Johannes van Doetchum - 1585

Numa carta de Linschoten, datada de 1596, a ilha aparece novamente. Jan Huygen van Linschoten era também um holandês que viveu quase totalmente no século XVI. Ele foi mais que cartógrafo. Suas viagens pelas terras portuguesas na Ásia se tornaram famosas. Viveu em Goa, onde serviu ao bispo da sede colonial portuguesa no oriente. Ele serviu a dois senhores: Portugal e Holanda. A carta parece cópia. Acima, o temido atol de Abrolhos, a baía do Espírito Santo, o cabo de São Tomé e, entre ambos, a ilha de Santa Clara com os mesmos pontinhos que saem dela na parte sul. O registo é feito em letras bastante grandes.

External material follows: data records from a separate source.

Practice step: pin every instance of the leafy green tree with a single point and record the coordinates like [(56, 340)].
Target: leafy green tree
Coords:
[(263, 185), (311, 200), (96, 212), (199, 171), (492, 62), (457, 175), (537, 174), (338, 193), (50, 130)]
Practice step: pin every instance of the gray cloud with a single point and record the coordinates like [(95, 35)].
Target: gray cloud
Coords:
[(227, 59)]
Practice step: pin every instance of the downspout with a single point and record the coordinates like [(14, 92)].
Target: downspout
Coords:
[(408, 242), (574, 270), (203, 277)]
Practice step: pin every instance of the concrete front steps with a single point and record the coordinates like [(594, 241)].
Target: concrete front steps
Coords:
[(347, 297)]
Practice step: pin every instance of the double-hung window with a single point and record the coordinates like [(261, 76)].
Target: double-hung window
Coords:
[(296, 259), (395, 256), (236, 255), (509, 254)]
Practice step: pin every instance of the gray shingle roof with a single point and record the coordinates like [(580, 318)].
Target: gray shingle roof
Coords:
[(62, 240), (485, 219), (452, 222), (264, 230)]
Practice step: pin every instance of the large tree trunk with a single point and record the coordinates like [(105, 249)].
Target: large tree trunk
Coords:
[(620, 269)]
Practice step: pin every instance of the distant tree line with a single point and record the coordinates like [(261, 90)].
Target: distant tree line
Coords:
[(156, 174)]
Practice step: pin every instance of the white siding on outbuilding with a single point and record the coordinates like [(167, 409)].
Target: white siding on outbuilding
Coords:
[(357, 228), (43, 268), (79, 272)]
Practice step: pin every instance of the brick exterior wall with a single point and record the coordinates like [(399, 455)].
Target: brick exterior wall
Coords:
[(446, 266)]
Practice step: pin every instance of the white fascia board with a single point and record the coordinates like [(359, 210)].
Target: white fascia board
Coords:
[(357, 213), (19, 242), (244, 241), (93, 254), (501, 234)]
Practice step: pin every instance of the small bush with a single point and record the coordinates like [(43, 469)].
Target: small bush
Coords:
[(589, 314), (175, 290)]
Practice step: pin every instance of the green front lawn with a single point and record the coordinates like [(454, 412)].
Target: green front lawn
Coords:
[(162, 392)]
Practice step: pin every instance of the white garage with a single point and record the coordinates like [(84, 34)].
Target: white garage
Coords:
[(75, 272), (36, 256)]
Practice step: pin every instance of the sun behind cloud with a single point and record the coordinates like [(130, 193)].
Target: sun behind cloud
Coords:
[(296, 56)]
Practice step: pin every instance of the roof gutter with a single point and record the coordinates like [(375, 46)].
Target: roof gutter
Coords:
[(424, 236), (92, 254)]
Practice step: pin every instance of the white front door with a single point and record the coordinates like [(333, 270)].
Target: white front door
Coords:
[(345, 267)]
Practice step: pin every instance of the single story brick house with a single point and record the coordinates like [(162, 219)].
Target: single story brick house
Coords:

Jan Huygen van Linschoten - 1596

No último ano do século XVI, Levinus Hulsius, de origem belga, mas que se transferiu para a Holanda, também elaborou uma carta geográfica. Ele foi fabricante de instrumentos musicais e editor. O mapa atribuído a ele certamente se trata de cópia de anteriores. A ilha de Santa Clara aparece acima do cabo de São Tomé e quase no interior da baía do Espírito Santo.

Levinus Hulsius - 1599

Afinal, que ilha é essa? Ela terá existido e sido engolida pela natureza do século XVI para cá? Mapas do início do século XX não a registram. Terá sido um erro do cartógrafo, copiado por vários outros? Estará fora de lugar, já que a precisão era menor no início da colonização portuguesa? Será marca da cartografia holandesa?

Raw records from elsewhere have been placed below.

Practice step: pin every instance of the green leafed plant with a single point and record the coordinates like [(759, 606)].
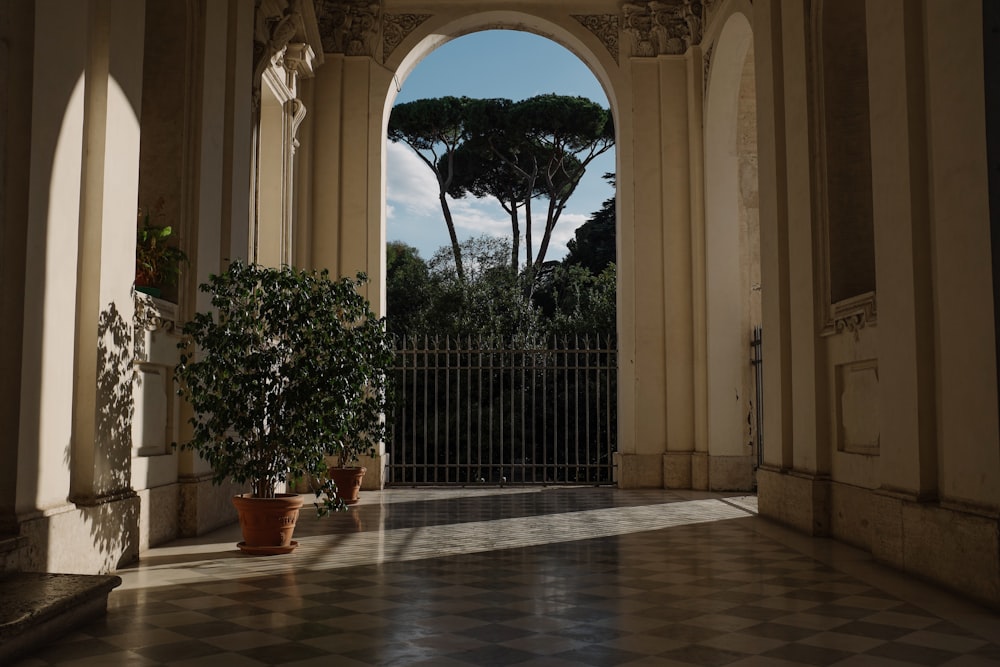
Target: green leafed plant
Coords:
[(157, 262), (288, 368)]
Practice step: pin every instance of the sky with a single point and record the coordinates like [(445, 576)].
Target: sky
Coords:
[(494, 63)]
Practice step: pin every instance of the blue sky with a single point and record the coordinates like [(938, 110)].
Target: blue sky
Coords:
[(494, 63)]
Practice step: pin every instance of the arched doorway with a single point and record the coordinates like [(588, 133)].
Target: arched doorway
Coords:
[(732, 255), (648, 58)]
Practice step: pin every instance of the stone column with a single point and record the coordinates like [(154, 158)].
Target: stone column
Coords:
[(796, 388), (16, 45), (656, 266)]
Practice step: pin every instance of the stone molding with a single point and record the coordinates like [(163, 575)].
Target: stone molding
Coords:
[(395, 29), (657, 27), (606, 27), (851, 315)]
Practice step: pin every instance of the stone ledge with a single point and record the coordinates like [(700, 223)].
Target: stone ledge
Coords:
[(38, 606)]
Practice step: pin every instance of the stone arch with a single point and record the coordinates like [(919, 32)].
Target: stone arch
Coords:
[(655, 97), (436, 32), (732, 251)]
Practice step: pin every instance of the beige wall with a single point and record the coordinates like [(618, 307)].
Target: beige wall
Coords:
[(881, 425)]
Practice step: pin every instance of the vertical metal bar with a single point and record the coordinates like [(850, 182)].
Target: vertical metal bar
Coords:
[(468, 410), (612, 426), (586, 405), (566, 405), (479, 430), (492, 379), (534, 420)]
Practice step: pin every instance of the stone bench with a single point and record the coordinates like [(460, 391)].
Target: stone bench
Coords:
[(36, 607)]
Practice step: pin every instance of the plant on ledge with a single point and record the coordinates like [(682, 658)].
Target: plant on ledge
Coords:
[(288, 367), (157, 262)]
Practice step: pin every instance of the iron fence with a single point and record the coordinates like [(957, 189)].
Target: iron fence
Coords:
[(757, 361), (474, 411)]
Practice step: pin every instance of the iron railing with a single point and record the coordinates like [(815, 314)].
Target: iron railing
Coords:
[(757, 361), (473, 411)]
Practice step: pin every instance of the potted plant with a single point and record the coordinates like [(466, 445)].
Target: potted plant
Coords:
[(157, 260), (288, 368), (347, 477)]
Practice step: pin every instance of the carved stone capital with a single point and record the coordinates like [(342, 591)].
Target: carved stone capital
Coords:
[(272, 34), (663, 27), (852, 315), (605, 27), (298, 59), (395, 29), (350, 27)]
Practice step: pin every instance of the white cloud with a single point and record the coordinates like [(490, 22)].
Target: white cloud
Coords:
[(414, 211), (410, 184)]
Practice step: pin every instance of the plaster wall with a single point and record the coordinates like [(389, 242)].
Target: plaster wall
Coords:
[(918, 486)]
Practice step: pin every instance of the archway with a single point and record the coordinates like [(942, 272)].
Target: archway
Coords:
[(650, 75), (464, 404), (732, 250)]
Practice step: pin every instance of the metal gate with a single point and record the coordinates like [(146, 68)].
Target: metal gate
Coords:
[(472, 411), (757, 361)]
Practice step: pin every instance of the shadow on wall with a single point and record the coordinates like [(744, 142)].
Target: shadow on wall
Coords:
[(111, 510)]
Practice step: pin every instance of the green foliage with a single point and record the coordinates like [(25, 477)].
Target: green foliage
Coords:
[(517, 152), (157, 261), (594, 243), (288, 369), (408, 288), (574, 302)]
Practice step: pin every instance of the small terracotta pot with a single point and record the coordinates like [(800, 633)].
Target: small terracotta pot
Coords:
[(268, 523), (348, 481)]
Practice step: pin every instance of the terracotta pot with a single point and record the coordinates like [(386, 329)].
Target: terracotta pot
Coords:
[(268, 523), (348, 481)]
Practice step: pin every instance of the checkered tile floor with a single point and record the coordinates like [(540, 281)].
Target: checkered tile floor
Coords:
[(552, 577)]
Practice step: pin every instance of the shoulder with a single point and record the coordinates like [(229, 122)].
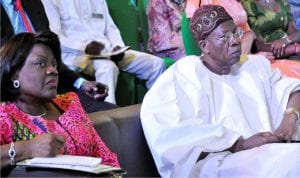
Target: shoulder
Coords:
[(6, 123)]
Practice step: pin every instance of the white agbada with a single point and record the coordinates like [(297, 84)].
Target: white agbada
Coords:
[(79, 22), (190, 109)]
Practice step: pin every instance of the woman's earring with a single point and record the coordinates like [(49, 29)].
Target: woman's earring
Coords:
[(16, 83)]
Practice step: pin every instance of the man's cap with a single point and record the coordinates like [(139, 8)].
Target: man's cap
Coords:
[(206, 19)]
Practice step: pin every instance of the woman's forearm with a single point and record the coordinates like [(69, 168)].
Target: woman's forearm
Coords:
[(21, 151)]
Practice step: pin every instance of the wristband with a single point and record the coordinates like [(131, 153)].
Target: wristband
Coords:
[(293, 111), (288, 40), (12, 153)]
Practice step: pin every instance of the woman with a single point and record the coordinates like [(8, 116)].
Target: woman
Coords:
[(164, 21), (35, 121)]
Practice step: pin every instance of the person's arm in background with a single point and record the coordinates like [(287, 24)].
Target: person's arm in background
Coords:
[(247, 39), (164, 34), (111, 30), (71, 81), (68, 43)]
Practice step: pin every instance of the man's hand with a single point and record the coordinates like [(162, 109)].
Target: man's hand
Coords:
[(98, 91), (256, 140), (287, 127), (94, 48), (118, 57)]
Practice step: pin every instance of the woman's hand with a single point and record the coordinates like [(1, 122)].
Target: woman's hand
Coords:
[(267, 55), (256, 140), (47, 145), (287, 127)]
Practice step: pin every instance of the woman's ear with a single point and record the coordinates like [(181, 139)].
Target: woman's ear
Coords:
[(15, 76), (204, 46)]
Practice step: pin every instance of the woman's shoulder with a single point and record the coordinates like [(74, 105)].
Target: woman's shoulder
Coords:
[(6, 109)]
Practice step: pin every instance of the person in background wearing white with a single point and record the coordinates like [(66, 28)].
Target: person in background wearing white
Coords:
[(85, 26)]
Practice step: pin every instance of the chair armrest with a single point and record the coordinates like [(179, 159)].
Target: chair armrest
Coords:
[(122, 132)]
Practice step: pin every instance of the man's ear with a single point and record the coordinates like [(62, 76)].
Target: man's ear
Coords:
[(204, 46)]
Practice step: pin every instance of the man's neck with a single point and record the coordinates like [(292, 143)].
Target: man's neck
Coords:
[(215, 67)]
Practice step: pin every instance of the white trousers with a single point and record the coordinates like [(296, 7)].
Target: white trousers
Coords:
[(277, 160), (145, 66)]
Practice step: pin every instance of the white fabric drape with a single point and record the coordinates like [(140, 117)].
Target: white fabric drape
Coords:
[(190, 109)]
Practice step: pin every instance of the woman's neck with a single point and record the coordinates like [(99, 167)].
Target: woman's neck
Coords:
[(36, 108)]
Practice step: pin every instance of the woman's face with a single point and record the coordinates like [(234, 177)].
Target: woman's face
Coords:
[(38, 77)]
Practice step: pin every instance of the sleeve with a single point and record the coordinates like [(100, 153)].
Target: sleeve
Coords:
[(165, 26), (111, 30), (6, 127), (182, 111), (68, 43)]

Tentemos uma interpretação. Sabemos por documentos escritos que existia um baixio denominado Baixo dos Pargos. Ele figura em cartas náuticas e em documentos escritos. Alberto Frederico de Morais Lamego escreveu sobre ele (“Mentiras históricas”. Rio de Janeiro: Record, s/d). Dediquei a esse parcel um capítulo inteiro no livro “O norte do Rio de Janeiro no século XVI à luz da história mundial e da eco-história” (Rio de Janeiro: Autografia, 2019, p. 86). A primeira hipótese é que a ilha de Santa Clara seja o mesmo Baixo dos Pargos, assinalado no Diário de bordo de Pero Lopes de Sousa (São Paulo: Parma, 1979) e em vários mapas elaborados entre os séculos XVI e XVIII. Esse mesmo ponto foi tomado como divisa entre as capitanias de São Tomé e do Espírito Santo. Não sendo localizado com facilidade, os donatários de ambas firmaram um acordo referendado pelo rei de Portugal, definindo a divisa no rio Santa Catarina (atual Itapemirim). Não descartamos esta primeira hipótese, mas observamos que, já no século XVI, ele não era tão claramente definido no terreno. Suponho que o Baixo dos Pargos seja um remanescente da erosão das barreiras vermelhas que se encontram nesse trecho da costa.

Costa entre os rios Itapemirim e Itabapoana

Outra hipótese é que a ilha de Santa Clara corresponda a duas pedras dentro do mar em frente à foz do rio Itapemirim. É difícil crer que sejam elas a tão realçada ilha. Os pilotos costumavam de afastar da costa desde o atol de Abrolhos para evitar encalhes, retornando a ela pouco abaixo da foz do Itapemirim ou do Managé. A hipótese mais provável mas não a definitiva é que a ilha de Santa Clara corresponda à pequenina ilha das Andorinhas, na costa capixaba. Trata-se de uma ilha resultante da erosão do litoral com a elevação do nível do mar e seu avanço (transgressão) sobre o continente. Ela existe ainda hoje. É formada por barreira e tem uma pequena área verde. Seu destino é desaparecer erodida pelo mar, já que nenhuma formação pedregosa integra sua composição.

Ilha das Andorinhas

Mas pode também não ser nenhuma das hipóteses levantadas.